FBI says Clinton Server Investigation Could Become Criminal Probe
The FBI is investigating Hillary Clinton's private email server as a possible criminal case as her lawyer said that all of the information on the server was deleted before it was handed over to government investigators.
Al Jazeera says that a confidential source within the FBI has told one of its reporters that dozens of agents have been assigned to the case in an effort to determine if the law was broken. One of the primary questions is whether emails that were on the server were classified or not.
Clinton and her lawyers have maintained that there was no classified data in the emails at the time she received them. While this may be true, many different types of government information is classified retroactively, meaning that while it may not have been classified at first, a number of emails may indeed have contained classified information.
Importantly, when it comes to legal proceedings regarding classified information, a person can still get in trouble for improperly handling classified information even if that information was retroactively made classified.

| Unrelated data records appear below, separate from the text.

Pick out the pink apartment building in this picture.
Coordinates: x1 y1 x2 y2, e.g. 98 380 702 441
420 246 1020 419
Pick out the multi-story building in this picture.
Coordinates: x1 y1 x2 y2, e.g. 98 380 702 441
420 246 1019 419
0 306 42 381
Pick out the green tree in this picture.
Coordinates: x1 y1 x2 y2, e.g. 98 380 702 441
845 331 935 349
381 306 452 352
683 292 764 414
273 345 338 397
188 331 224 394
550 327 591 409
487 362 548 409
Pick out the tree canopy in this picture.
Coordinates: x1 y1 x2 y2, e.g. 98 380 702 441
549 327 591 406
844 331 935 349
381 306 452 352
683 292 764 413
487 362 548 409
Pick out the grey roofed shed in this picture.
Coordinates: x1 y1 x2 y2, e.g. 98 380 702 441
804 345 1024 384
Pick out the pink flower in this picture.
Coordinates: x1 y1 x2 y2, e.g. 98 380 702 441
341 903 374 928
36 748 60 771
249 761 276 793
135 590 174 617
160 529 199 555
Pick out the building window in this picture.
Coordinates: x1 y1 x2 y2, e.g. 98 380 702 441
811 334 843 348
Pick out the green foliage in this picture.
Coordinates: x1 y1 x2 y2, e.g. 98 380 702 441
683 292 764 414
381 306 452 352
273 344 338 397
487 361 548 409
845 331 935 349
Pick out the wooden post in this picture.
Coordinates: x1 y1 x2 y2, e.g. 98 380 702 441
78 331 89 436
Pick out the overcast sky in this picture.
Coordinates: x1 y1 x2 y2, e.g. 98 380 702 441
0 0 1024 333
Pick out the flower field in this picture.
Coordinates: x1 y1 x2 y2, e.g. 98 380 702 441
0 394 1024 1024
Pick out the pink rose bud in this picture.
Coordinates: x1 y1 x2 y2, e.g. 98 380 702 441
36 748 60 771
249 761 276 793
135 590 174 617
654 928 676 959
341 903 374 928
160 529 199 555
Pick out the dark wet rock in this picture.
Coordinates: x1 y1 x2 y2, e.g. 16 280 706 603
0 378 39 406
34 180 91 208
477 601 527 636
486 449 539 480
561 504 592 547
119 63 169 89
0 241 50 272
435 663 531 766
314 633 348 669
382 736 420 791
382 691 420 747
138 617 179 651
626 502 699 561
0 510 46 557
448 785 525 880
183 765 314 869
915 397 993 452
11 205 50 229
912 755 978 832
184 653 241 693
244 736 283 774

Adding to the political damage for Clinton, who many voters view as dishonest or untrustworthy, is the fact that her staff erased all of the information on the servers before handing them over to the FBI, according to the Associated Press.
Earlier in the week while speaking at a press conference, Clinton said she didn't know if the server was fully intact, but the lawyer told Wisconsin Senator Ron Johnson last week that the server had been erased, raising more questions about just what Clinton knew and when she knew it.
In addition to these concerns, some have questioned just how secure the server was from hacks by countries like China and Russia, given that each nation has already had success penetrating official U.S. government networks.